A landmark trade agreement between the European Union and the Mercosur bloc of South American nations has hit a last-minute snag, delaying its expected signing until January. The pause comes amid growing anxieties from European farmers about increased competition from South American agricultural products,triggering protests and political pressure in key EU member states.After 25 years of negotiations, the deal-which would create one of the worldS largest free trade zones-now faces renewed uncertainty as Italy joins France in seeking further concessions.
European Commission President Ursula von der Leyen informed European leaders on Thursday, December 18, 2025, that the signing of a free trade agreement with the Mercosur trade bloc will be postponed until January, though a specific date remains unconfirmed, diplomatic sources said.
The delay comes as concerns mount over the potential impact of the agreement on European farmers, and underscores the challenges of finalizing major trade deals in the face of domestic political pressures. According to a European source who spoke with the Spanish news agency EFE, Brazil, Argentina, Uruguay, and Paraguay – the member states of Mercosur – were “informed” of the decision to postpone the vote originally scheduled for Friday and reportedly agreed to the delay. A vote within the European Union Council, followed by a formal signing, is now expected to take place “in early January,” effectively ruling out Brazil’s hope of finalizing the deal this Saturday, December 20.

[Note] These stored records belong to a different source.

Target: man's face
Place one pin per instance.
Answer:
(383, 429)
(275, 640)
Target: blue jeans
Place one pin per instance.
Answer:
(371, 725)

The European Commission had been aiming to finalize the agreement – which would create the world’s largest free trade zone – this week. However, plans were disrupted after Italy joined France in calling for a postponement to secure greater protections for its agricultural sector. The agreement has been under negotiation for a quarter of a century, and would allow European companies to increase exports of vehicles and machinery to Mercosur countries.
Meloni Seeks “A Few Days” for Consultation
The proposed agreement would also facilitate increased exports of products like beef, rice, honey, and soybeans from South American countries into the European market, where they are often more competitive. This prospect has fueled protests in Europe, particularly among farmers, with demonstrations taking place in Brussels on Thursday that resulted in clashes near the European Union institutions.
For the deal to move forward, a qualified majority – 55 percent of EU member states representing at least 65 percent of the European population – would need to approve it. Achieving this threshold proved nearly impossible given France’s outright opposition and Italy’s late-stage reservations.
Italian Prime Minister Giorgia Meloni told Brazilian President Luiz Inácio Lula da Silva on Thursday that she is “willing” to sign the agreement “as soon as responses are given to the farmers” and requested “a few days” to resolve concerns related to potential backlash from agricultural groups in Italy, citing “political problems with farmers.”